The eBay link I posted is actually a different meter. Yea it will get mounted at 9o clock. I don’t think the one you posted will work because on the left side there a hot bus running down. But I might be wrong. Will open her up today to see what might fit. Btw this is a 4 gang meter bank. I found at least 10 different models online with different mounts. 


Sent from my iPhone using Tapatalk


----------



## HackWork (Oct 2, 2009)

Ctsparky93 said:


> Will open her up today to see what might fit.


That's your best bet. Take lots of good pictures and try to find the make/model. 

In the meantime, hopefully someone will see your picture and recognize it, that's always nice :biggrin:


----------



## Bird dog (Oct 27, 2015)

FWIW find out who bought out Crouse Hinds.


----------



## macmikeman (Jan 23, 2007)

Can we get a why are we having to add the 5th jaw for that ?

I've had to install them in commercial 3 phase sockets in the past. 

Never on single phase sockets, even where 3 phase was supplying multifamily condo's and they alternate around the phases for supplying apartments. 

Is it for a smart meter install?


----------



## Ctsparky93 (Sep 17, 2016)

The power company is upgrading meters. The service on the house is 120/208v they said their new meter required a 5th jaw because it’s a 120/208v service


Sent from my iPhone using Tapatalk


----------



## frenchelectrican (Mar 15, 2007)

Ctsparky93 said:


> The power company is upgrading meters. The service on the house is 120/208v they said their new meter required a 5th jaw because it’s a 120/208v service
> 
> 
> Sent from my iPhone using Tapatalk


Very common with 120/208 single phase network system and be aware of your POCO with 5th jaw location some at 9 o clock postion and some at 6 and some at 3 o clock postion so please check with them for the latest specs on that.


----------



## Bird dog (Oct 27, 2015)

Ctsparky93 said:


> The power company is upgrading meters. The service on the house is 120/208v they said their new meter required a 5th jaw because it’s a 120/208v service
> 
> 
> Sent from my iPhone using Tapatalk


Who owns the meter can?


----------



## frenchelectrican (Mar 15, 2007)

Bird dog said:


> Who owns the meter can?


In most case the customer own that can but few locations the POCO own it but majorty of the time POCO deal with meter itself but anything else no., just the meter and anything before the POA ( point of attachment ) on overhead system but underground latheal runs typically POCO own it but meter riser can unit for UG verison the customer own it. 

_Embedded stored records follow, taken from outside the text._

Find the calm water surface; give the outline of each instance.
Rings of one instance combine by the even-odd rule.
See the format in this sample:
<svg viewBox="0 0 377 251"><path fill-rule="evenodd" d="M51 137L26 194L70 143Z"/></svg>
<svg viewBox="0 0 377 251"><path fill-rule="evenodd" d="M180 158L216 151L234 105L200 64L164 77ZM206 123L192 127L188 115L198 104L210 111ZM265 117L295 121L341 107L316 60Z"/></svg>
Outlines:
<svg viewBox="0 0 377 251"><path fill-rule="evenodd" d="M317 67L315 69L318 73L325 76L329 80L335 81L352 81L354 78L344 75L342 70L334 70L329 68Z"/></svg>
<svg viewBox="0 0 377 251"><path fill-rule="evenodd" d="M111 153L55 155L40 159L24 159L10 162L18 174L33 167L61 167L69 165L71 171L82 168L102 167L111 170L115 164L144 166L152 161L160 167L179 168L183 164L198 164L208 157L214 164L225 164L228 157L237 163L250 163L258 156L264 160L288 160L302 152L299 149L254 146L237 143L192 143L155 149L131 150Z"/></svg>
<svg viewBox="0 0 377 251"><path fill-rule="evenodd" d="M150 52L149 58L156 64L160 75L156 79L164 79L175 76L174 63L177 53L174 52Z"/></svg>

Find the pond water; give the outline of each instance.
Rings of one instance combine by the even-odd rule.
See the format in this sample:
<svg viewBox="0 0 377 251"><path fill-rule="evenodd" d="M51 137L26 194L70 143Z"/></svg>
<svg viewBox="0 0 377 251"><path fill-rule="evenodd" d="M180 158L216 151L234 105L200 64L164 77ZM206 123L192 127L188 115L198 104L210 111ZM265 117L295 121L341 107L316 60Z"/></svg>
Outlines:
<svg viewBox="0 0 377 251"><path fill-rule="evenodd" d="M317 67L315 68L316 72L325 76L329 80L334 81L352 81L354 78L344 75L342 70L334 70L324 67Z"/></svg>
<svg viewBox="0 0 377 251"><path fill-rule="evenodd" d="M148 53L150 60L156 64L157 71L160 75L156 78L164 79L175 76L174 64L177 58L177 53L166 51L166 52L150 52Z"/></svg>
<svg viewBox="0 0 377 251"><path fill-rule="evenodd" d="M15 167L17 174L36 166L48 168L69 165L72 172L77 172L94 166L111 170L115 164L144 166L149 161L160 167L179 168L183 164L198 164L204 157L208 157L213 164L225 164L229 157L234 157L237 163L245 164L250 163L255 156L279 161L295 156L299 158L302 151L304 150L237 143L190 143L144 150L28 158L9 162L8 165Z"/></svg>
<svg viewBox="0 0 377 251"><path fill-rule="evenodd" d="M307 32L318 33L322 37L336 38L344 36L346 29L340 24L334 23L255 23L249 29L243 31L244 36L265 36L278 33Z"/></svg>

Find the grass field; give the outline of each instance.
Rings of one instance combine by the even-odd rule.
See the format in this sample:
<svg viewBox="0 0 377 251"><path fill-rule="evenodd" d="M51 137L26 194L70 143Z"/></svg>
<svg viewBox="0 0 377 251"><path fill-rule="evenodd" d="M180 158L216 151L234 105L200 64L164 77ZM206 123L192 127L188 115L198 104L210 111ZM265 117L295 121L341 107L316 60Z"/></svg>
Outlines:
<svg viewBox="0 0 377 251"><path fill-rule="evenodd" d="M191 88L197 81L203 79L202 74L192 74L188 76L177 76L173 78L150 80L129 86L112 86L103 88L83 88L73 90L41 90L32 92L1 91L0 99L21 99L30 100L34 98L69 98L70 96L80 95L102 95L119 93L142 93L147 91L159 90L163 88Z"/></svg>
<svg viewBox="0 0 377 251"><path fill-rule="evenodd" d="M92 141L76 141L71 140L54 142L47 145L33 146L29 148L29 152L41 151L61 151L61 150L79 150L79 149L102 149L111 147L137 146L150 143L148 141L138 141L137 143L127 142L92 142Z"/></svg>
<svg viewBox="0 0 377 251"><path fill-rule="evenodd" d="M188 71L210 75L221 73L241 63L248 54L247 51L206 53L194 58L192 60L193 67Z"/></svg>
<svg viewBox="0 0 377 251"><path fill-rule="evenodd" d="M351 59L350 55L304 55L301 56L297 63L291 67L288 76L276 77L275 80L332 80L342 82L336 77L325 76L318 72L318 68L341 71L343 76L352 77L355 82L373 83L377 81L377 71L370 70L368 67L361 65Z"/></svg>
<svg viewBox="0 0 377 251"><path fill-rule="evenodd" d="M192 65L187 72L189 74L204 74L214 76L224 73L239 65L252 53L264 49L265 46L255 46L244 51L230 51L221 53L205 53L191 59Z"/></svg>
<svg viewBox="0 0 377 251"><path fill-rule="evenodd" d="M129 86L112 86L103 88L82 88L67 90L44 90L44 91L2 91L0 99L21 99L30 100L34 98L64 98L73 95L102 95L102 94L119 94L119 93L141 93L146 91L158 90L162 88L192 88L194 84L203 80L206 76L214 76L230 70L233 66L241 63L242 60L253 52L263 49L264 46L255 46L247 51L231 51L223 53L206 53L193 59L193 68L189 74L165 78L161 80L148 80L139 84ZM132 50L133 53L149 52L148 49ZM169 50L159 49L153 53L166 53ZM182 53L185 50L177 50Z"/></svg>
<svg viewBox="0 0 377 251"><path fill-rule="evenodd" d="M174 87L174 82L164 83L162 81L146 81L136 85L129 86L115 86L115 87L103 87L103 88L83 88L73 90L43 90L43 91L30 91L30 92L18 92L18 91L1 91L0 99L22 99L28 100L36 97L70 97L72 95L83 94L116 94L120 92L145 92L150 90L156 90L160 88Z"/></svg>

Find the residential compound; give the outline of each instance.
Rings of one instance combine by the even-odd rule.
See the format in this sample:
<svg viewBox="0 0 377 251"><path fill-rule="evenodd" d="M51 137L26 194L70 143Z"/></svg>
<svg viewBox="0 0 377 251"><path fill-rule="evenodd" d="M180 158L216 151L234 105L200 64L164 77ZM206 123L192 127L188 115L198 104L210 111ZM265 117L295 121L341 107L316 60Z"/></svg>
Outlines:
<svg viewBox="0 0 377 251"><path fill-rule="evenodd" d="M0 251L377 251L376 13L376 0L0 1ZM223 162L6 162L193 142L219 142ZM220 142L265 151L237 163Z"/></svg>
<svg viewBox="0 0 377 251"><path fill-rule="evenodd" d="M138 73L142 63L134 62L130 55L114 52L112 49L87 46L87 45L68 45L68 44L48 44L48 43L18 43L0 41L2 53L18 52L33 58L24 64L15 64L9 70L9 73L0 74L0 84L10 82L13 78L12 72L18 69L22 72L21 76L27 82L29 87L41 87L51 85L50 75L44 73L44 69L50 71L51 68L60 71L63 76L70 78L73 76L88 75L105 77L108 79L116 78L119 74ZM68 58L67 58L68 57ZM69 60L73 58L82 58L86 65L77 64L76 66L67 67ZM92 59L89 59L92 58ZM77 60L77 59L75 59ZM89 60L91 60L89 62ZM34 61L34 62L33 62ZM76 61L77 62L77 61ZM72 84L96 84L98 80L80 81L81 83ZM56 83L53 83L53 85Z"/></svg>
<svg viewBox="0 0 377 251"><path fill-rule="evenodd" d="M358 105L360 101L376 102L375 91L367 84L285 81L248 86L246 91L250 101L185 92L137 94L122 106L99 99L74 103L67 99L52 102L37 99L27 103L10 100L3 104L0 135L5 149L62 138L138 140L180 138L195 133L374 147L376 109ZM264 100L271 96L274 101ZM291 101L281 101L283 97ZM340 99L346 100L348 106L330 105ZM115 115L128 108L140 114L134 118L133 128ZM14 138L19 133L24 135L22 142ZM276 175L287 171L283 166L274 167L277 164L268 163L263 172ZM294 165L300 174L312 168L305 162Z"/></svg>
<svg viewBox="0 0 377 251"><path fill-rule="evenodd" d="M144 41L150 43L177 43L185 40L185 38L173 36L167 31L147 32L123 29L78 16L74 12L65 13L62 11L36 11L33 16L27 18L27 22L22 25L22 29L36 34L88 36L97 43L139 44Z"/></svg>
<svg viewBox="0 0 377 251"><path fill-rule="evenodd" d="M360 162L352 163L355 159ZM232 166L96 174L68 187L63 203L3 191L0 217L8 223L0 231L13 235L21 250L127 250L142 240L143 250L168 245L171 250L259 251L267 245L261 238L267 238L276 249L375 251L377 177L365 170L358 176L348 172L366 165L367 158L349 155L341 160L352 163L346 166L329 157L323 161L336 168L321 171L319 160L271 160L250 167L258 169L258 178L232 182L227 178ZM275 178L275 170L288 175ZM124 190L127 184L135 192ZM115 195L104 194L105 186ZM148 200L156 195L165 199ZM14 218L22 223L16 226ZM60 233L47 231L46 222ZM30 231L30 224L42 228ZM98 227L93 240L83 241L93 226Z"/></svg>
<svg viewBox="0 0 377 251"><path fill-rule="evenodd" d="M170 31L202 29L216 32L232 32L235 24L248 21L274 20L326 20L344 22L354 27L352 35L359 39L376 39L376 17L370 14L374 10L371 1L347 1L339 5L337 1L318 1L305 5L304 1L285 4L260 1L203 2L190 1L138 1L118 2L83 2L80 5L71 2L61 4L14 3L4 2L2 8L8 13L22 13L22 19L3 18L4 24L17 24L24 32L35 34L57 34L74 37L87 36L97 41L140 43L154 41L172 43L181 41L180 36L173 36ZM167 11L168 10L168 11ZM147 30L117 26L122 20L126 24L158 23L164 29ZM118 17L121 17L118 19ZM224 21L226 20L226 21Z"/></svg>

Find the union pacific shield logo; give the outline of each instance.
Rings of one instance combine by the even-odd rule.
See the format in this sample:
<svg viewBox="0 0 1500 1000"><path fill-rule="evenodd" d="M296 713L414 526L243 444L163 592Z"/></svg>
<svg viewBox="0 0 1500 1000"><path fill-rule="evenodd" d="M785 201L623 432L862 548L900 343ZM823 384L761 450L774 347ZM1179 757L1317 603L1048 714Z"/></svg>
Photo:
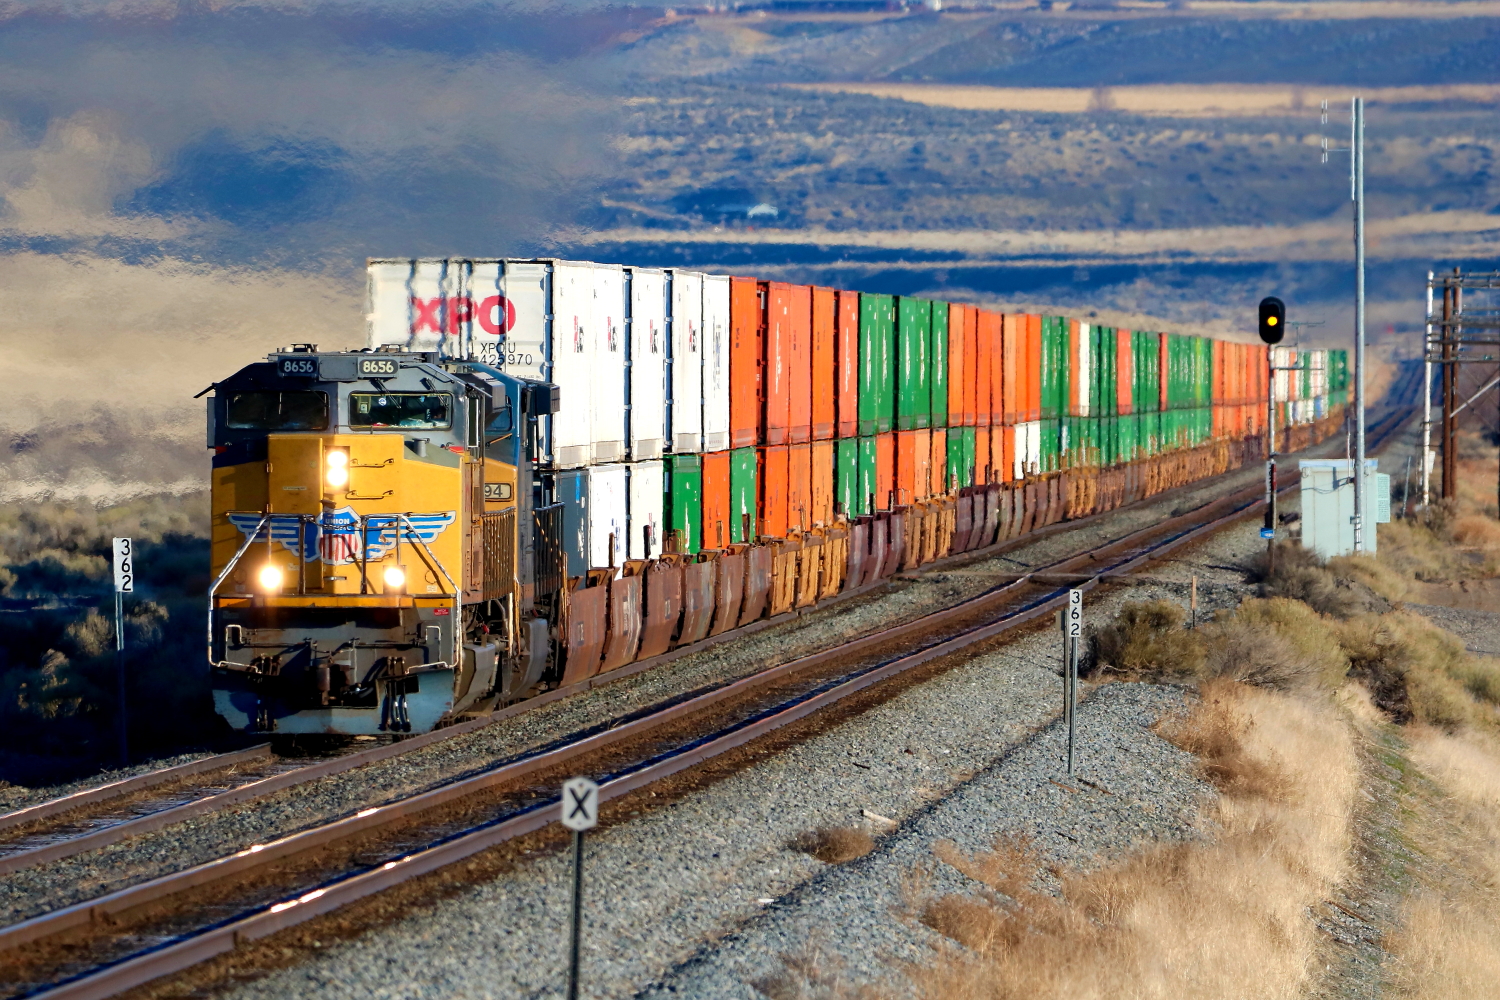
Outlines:
<svg viewBox="0 0 1500 1000"><path fill-rule="evenodd" d="M229 515L229 522L248 538L263 516L235 513ZM361 553L366 560L383 558L396 547L398 534L408 545L416 541L430 543L457 517L458 512L452 510L438 514L407 514L404 519L394 514L371 514L361 525L354 508L342 507L306 520L293 514L273 514L267 527L272 545L280 544L303 562L347 566L359 562ZM261 530L259 537L266 537L265 529Z"/></svg>

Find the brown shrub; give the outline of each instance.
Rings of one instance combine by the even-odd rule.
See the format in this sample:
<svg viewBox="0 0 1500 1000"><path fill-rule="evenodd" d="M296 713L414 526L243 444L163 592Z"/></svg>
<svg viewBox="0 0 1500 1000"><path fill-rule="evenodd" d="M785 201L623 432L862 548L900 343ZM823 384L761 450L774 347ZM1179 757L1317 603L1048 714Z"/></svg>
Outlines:
<svg viewBox="0 0 1500 1000"><path fill-rule="evenodd" d="M972 896L939 896L922 908L922 923L943 937L981 955L995 945L1013 944L1023 930L1010 914L992 903Z"/></svg>
<svg viewBox="0 0 1500 1000"><path fill-rule="evenodd" d="M1224 676L1258 686L1278 687L1280 677L1315 681L1334 689L1349 672L1349 660L1339 648L1338 633L1331 619L1324 618L1301 601L1285 597L1252 598L1243 601L1226 619L1250 628L1252 639L1261 637L1267 646L1264 651L1251 650L1250 664L1232 669L1222 663L1230 651L1219 653L1219 660L1210 645L1210 666L1221 664L1211 676ZM1257 664L1256 660L1263 660Z"/></svg>
<svg viewBox="0 0 1500 1000"><path fill-rule="evenodd" d="M791 848L810 854L824 864L840 865L875 850L875 841L863 830L847 826L820 826L798 835Z"/></svg>
<svg viewBox="0 0 1500 1000"><path fill-rule="evenodd" d="M1042 864L1030 837L996 837L988 851L972 855L951 840L940 840L932 845L932 853L943 864L1011 899L1030 894L1031 880Z"/></svg>
<svg viewBox="0 0 1500 1000"><path fill-rule="evenodd" d="M1098 669L1151 680L1197 677L1203 649L1182 628L1187 612L1171 601L1133 601L1095 636Z"/></svg>
<svg viewBox="0 0 1500 1000"><path fill-rule="evenodd" d="M1202 700L1185 715L1163 721L1157 733L1198 758L1203 777L1220 791L1275 799L1285 791L1278 762L1245 746L1250 719L1235 706L1241 685L1216 679L1201 687Z"/></svg>

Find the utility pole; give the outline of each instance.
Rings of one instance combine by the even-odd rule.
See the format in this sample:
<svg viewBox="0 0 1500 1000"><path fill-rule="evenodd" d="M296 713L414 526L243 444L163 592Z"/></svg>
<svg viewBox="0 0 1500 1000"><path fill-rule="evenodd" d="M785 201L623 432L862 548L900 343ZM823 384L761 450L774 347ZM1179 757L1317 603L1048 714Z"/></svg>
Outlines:
<svg viewBox="0 0 1500 1000"><path fill-rule="evenodd" d="M1354 99L1354 554L1365 551L1365 99Z"/></svg>
<svg viewBox="0 0 1500 1000"><path fill-rule="evenodd" d="M1427 272L1427 331L1422 335L1422 508L1432 502L1432 279Z"/></svg>

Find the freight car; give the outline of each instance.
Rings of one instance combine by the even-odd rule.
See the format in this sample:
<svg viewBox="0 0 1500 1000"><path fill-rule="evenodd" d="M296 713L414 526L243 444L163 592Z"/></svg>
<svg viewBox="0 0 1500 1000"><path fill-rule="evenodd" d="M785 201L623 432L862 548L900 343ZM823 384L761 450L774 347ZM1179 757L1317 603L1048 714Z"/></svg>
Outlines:
<svg viewBox="0 0 1500 1000"><path fill-rule="evenodd" d="M1263 457L1208 337L560 260L372 260L368 322L208 401L238 730L432 729ZM1300 447L1343 352L1275 360Z"/></svg>

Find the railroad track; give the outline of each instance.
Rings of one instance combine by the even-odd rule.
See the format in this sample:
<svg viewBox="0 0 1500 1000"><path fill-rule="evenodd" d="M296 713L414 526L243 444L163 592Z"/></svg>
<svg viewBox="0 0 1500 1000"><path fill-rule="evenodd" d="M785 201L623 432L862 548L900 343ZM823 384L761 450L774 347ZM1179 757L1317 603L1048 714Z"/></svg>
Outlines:
<svg viewBox="0 0 1500 1000"><path fill-rule="evenodd" d="M1373 424L1370 450L1412 412L1393 410ZM1128 575L1262 503L1260 487L1246 487L1048 566L997 574L996 586L942 611L423 793L0 929L0 988L7 996L82 1000L181 971L543 829L554 819L554 790L564 777L600 777L606 801L636 791L916 668L940 668L946 658L1046 615L1070 587L1089 590ZM373 748L311 767L342 770L359 766L344 764L355 757L362 764L410 748Z"/></svg>

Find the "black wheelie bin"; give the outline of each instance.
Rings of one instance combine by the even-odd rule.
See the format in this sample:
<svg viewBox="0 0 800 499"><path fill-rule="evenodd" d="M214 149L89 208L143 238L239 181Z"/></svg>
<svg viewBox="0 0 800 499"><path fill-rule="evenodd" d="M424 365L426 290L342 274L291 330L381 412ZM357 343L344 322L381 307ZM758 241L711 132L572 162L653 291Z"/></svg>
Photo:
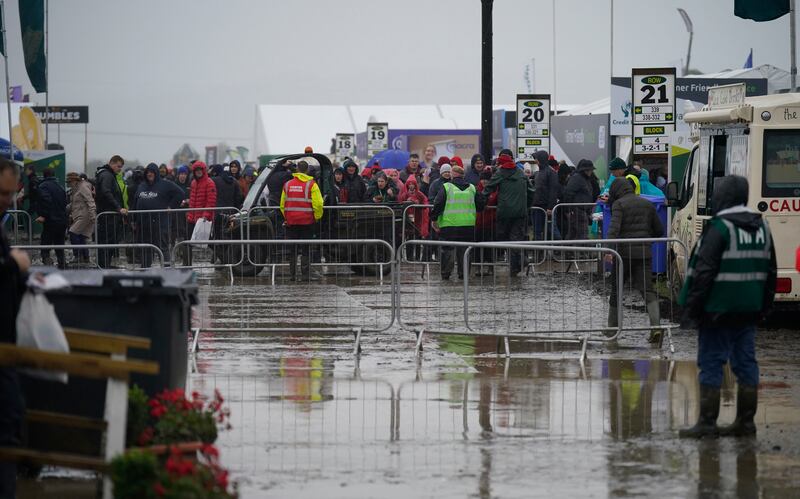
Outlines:
<svg viewBox="0 0 800 499"><path fill-rule="evenodd" d="M188 334L197 284L191 270L159 269L147 272L66 270L69 288L47 292L62 327L149 338L149 350L129 349L128 358L158 362L159 374L132 375L149 396L164 389L184 388L188 365ZM57 411L99 418L105 405L105 382L70 377L66 385L20 376L28 409ZM94 452L99 440L76 432L60 433L73 451ZM29 445L54 435L29 428ZM81 452L78 450L78 452Z"/></svg>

See the POCO green book or POCO regulation book for more details.


----------



## Ctsparky93 (Sep 17, 2016)

Like French said around my locations all meter cans are costumer owned. Eversource is the supplier.


Sent from my iPhone using Tapatalk


----------



## Norcal (Mar 22, 2007)

Bird dog said:


> FWIW find out who bought out Crouse Hinds.





Crouse-Hinds was Murray before they were Crouse-Hinds, Siemens bought them & they are Murray again, but how much support you are going to get for it is anyone's guess.


----------



## Metermanuno (May 25, 2021)

if it's gonna be 120-120-208 only, its got to be a 12S meter which is a 5th jaw at the 9 o clock position. If only a single phase 4 jaw meter was placed there, they would only be billed 85%. If you only have a regular 4 jaw meter base installed, an adapter that plugs in will turn a 1 phase 4 jaw into a 5 jaw. Look up a Brooks Utility LP 5J4B SP4437. Not to be confused with a form 3s meter which is a ct meter for 120/240 single phase.


----------